Putting an end to extravagant behavior in fusion reactors

Fusion researchers are increasingly turning to the element tungsten when searching for an ideal material for components that will directly face the plasma inside fusion reactors called tokamaks and stellarators. But under the intense heat of the fusion plasma, the tungsten atoms in the wall can spit out and enter the plasma. Too much tungsten in the plasma would cool it considerably, making it very difficult to sustain fusion reactions.

Now, researchers at the U.S. Department of Energy’s Princeton Plasma Physics Laboratory (PPPL) have experimental results suggesting that sprinkling boron powder into the tokamak could solve the problem. Boron partly protects the reactor wall from the plasma and prevents atoms from the wall from penetrating the plasma.

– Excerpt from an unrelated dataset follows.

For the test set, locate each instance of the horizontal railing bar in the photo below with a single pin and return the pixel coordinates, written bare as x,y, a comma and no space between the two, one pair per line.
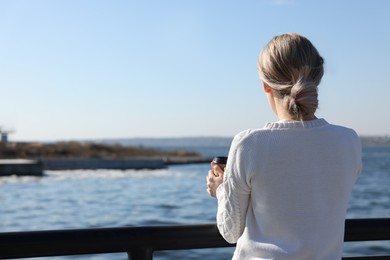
152,238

A new computer modeling framework, also led by PPPL researchers, shows that the powder may only need to be sprayed from one location. The experimental results and computational modeling framework will be presented this week at the 66th Annual Meeting of the Plasma Physics Division of the American Physical Society in Atlanta.

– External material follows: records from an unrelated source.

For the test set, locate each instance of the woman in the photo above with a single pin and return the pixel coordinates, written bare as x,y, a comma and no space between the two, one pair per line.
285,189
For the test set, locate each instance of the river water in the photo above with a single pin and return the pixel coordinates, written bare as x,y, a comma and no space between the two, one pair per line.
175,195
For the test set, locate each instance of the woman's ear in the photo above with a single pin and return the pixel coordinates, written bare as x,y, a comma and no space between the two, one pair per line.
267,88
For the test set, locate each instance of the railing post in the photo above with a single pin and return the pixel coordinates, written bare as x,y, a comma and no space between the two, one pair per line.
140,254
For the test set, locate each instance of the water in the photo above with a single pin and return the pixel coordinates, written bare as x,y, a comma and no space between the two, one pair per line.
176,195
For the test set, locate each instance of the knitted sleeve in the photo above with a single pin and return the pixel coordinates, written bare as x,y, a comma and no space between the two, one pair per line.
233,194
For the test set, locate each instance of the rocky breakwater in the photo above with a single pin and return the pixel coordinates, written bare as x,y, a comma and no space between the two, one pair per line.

Joseph Snipes, deputy director of Tokamak Experimental Science, is optimistic about the solid boron injection system, based on experiments demonstrating reduced tungsten sputtering after solid boron injection. The experiments were carried out in three tungsten-walled tokamaks around the world: one in Germany, one in China and one in the United States.

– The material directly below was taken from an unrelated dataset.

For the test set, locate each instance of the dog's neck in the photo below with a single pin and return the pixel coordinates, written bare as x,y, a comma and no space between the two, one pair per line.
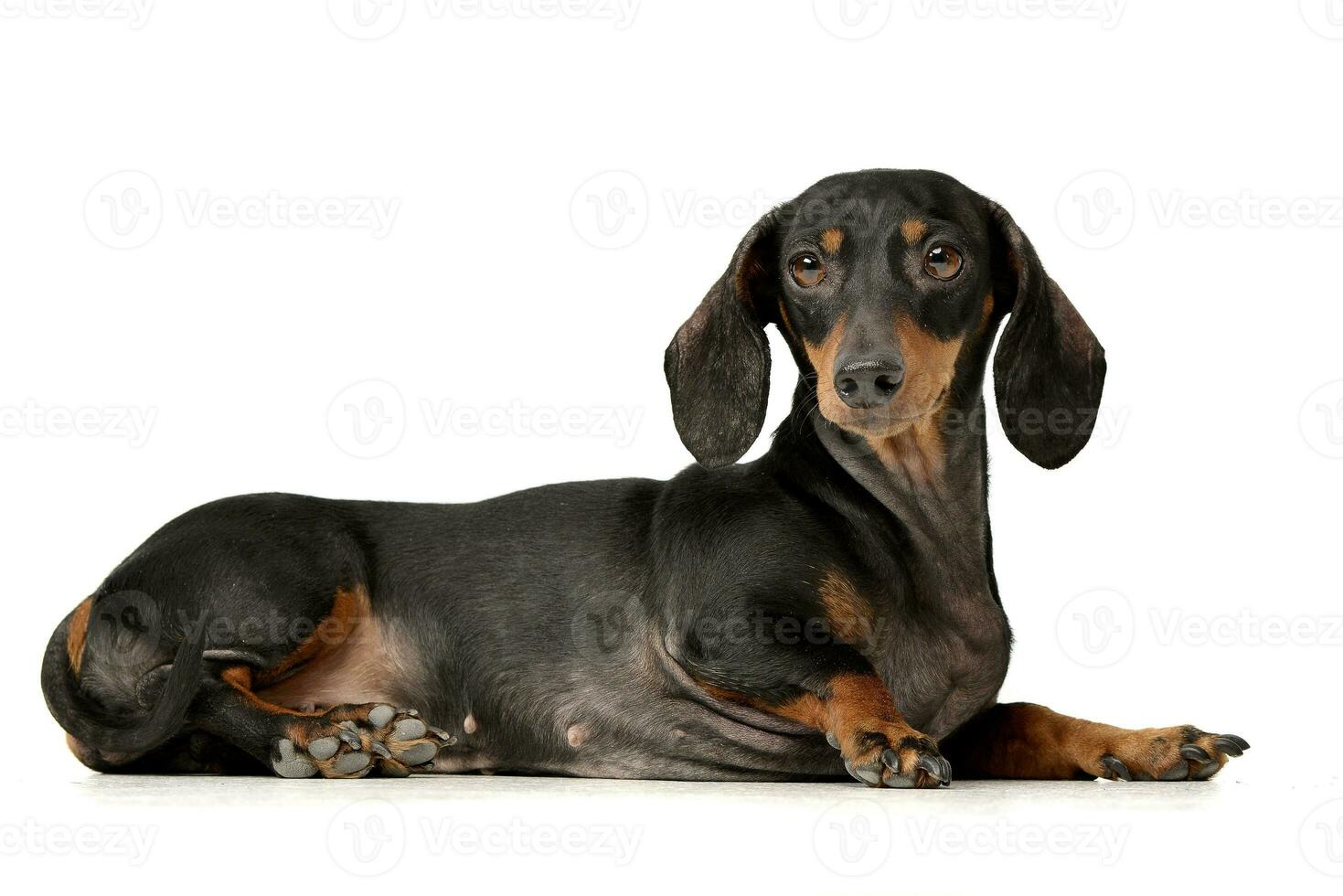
930,480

“Boron is sprinkled into the tokamak plasma in the form of a powder, like that of a salt shaker, which is ionized at the edge of the plasma and then deposited on the internal walls of the tokamak and in the exhaust region,” he said. he explained. “Once coated with a thin layer of boron, it will prevent tungsten from penetrating the plasma and radiating plasma energy.”

Snipes and his colleagues are working on the boron injection system with the ultimate goal of potentially using it in the ITER organization’s reactor-scale tokamak. The injection system is well suited to the task because it can add boron while the machine is running. It also makes it possible to precisely control and limit the quantity of boron injected. The deposited boron layers retain the radioactive element tritium, which must be minimized in the ITER tokamak to respect nuclear safety. Scientists and engineers from ITER and Oak Ridge National Laboratory also collaborated on this project.

Florian Effenberg, a research physicist at PPPL, led a separate project to create a computational modeling framework for the boron injection system in the DIII-D tokamak. The framework suggests that sprinkling the boron powder from a single location can provide a sufficiently uniform distribution of boron across the reactor components considered in the simulation domain.

“We have developed a new way to understand how injected boron behaves in a fusion plasma and how it interacts with the walls of fusion reactors to keep them in good condition during operation,” Effenberg said.

The researchers’ approach combines three different computational models to create a new framework and workflow. “One model simulates plasma behavior, another shows how boron powder particles move and evaporate in plasma, and the third examines how boron particles interact with the walls of the tokamak, including how they stick and wear and mix with other materials,” Effenberg said.

“This information is crucial for optimizing boron injection strategies to achieve efficient and uniform wall conditioning of ITER and other fusion reactors,” Effenberg said.

While the modeling framework focused on DIII-D, a tokamak operated by General Atomics in San Diego, the next phase of this research is to extend the modeling framework to ITER. Although the walls of DIII-D are made of carbon, ITER plans to have walls made of tungsten. It will therefore be important to study the differences in the way boron protects the walls.